David Seidler, childhood stammerer who won an Oscar for writing The King’s Speech – obituary

Seidler was born into a well-to-do Jewish family in London on August 4 1937. His father, Bernard, was a fur broker and his mother, Doris, a print-maker and graphic artist. After the family home was bombed during the Blitz, the Seidlers moved to a house in Surrey, then to New York, where Bernard Seidler had an office, crossing the Atlantic in a convoy of three ships, one of which was sunk by German U-boats. “I’m pretty sure I left England speaking normally but I arrived in America a stutterer,” he recalled.

He attended Great Neck North High School with Francis Ford Coppola and it was while he was at the school that he conquered his speech impediment. Two weeks later he auditioned for the school play, Shaw’s Androcles and the Lion, and got a small role, of a Christian getting eaten by a lion.

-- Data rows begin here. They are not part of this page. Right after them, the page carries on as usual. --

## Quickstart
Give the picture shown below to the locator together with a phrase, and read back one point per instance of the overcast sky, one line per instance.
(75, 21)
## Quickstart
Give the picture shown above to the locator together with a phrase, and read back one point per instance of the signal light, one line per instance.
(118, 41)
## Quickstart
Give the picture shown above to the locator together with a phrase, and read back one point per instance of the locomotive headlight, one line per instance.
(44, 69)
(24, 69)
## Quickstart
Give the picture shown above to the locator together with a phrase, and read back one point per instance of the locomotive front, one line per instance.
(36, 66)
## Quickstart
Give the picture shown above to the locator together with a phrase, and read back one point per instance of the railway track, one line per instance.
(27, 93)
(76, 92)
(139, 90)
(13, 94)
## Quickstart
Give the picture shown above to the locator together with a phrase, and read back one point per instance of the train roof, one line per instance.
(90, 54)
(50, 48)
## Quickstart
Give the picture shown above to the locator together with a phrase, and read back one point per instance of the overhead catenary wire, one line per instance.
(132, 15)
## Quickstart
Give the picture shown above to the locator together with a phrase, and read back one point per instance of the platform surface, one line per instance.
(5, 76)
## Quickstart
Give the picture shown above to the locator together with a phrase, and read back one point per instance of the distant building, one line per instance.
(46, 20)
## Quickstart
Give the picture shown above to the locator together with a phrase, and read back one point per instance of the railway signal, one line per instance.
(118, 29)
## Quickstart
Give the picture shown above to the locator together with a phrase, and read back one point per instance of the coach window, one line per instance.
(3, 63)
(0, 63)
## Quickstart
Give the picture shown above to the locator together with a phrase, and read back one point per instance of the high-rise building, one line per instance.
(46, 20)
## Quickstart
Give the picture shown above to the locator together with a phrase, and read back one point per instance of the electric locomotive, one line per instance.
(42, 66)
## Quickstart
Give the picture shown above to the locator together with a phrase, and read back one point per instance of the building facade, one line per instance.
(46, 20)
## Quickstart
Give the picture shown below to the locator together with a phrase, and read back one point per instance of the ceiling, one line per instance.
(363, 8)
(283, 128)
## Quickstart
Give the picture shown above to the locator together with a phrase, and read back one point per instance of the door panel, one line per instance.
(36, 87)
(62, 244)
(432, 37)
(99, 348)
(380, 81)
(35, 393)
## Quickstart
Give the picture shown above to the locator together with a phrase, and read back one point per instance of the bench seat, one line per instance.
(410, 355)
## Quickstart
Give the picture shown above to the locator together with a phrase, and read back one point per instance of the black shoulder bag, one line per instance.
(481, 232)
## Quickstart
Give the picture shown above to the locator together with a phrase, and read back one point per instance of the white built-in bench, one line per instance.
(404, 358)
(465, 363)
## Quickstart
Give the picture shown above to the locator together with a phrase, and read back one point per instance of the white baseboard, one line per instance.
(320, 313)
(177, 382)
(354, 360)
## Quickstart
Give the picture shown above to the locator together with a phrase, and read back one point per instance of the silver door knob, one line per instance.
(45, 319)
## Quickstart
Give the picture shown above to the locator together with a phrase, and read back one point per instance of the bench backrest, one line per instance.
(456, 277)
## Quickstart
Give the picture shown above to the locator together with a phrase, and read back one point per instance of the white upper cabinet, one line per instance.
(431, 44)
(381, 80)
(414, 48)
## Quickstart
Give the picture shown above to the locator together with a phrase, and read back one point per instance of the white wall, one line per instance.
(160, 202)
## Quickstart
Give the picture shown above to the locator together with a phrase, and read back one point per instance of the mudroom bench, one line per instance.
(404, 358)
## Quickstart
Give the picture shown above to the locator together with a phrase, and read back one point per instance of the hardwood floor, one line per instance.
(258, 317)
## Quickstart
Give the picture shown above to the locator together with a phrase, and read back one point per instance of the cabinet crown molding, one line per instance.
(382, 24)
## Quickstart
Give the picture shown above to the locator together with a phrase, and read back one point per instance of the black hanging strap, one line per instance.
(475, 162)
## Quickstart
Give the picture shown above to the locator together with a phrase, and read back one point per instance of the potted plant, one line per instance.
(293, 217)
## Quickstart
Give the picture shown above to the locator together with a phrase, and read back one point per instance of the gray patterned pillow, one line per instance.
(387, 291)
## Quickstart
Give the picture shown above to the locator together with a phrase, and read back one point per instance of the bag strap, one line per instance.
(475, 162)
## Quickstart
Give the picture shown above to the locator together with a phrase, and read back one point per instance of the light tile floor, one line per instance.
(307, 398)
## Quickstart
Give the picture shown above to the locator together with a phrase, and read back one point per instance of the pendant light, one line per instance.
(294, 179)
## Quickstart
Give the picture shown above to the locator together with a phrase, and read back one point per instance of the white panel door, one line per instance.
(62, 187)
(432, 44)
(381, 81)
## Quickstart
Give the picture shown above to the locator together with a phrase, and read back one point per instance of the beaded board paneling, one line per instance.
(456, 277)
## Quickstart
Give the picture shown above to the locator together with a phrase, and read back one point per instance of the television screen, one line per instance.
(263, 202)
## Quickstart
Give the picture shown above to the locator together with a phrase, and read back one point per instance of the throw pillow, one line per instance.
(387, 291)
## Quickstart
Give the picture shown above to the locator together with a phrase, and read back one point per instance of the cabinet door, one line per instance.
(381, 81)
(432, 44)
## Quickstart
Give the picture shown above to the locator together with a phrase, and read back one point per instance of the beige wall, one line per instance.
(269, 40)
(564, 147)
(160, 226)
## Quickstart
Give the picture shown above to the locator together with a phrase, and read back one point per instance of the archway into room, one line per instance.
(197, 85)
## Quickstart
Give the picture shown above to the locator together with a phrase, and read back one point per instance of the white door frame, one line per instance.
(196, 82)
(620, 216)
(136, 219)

He went to Cornell University intending to study genetics with a view to becoming a botanist, before his love of literature led him to switch to English. His tutors included Vladimir Nabokov, the author of Lolita, and James McConkey, author of Crossroads.

It took him some time to establish himself as a writer. According to the Los Angeles Times, he began by writing translation dubs for Japanese monster movies, and he spent some time in Australia working on the TV series Adventures of the Seaspray, and in New Zealand working for an advertising agency.